A reconfiguration of cargo routes is underway as the trade war between the U.S. and China spills over globally, a logistics industry executive said.
“We’ve definitely seen an impact in certain trade routes,” said Alex Hungate, president and CEO of airport ground-handler and catering solutions provider SATS.
While there are “strong flows” between countries in the Association of Southeast Asian Nations and China, trade volumes in Greater China — which includes mainland China, Hong Kong, Macau and Taiwan — are “softer,” Hungate told CNBC’s “Squawk Box.”
Listed on the Singapore Exchange, SATS operates in over 60 locations and 13 countries across Asia and the Middle East.
Overall, Greater China would be the most sensitive to the trade fracas, said Hungate.
Where air freight is concerned, Vietnam is a strong performer while trading hub Singapore is “holding up pretty well,” he said, adding that growth in India is also strong.

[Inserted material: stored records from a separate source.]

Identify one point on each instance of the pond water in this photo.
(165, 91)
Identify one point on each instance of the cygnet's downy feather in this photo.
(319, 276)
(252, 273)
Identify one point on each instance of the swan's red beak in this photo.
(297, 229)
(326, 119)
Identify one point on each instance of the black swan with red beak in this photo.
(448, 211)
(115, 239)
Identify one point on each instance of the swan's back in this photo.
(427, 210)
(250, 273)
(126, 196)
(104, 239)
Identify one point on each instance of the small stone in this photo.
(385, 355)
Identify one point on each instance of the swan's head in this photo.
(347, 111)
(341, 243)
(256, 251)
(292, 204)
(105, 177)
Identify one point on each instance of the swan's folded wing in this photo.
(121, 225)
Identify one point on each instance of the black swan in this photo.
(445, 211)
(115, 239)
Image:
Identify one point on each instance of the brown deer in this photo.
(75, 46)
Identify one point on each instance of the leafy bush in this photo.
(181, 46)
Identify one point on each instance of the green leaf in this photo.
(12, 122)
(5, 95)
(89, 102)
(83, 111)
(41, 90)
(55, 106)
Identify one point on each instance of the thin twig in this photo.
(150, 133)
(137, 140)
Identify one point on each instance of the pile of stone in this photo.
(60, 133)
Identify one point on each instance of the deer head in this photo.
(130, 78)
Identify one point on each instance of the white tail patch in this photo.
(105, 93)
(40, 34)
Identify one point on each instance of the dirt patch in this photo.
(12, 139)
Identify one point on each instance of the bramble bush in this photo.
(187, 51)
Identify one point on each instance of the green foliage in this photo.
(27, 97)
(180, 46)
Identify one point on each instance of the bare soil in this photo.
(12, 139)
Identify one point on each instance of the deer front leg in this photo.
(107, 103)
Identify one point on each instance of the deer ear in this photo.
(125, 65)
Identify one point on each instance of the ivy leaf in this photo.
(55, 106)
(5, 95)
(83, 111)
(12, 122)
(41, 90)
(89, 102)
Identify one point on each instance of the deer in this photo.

Hungate confirmed the phenomenon of “front-loading” — where exporters benefit from increased orders before tariffs hit — as he witnessed 300 Harley-Davidson bikes lined up at a freight terminal for shipping.
In October, Harley-Davidson Chief Financial Officer John Olin said the American motorcycle manufacturer was expecting to pay at least an additional $40 million this year to cover the costs of new tariffs across the world. Harley-Davidson is doing everything it can to minimize the impact of tariffs on its profits, he said.
Markets are now keeping their eyes on a much-touted meeting later this month between U.S. President Donald Trump and China President Xi Jinping at the G-20 in Buenos Aires, Argentina for any signs of easing tensions in the trade war.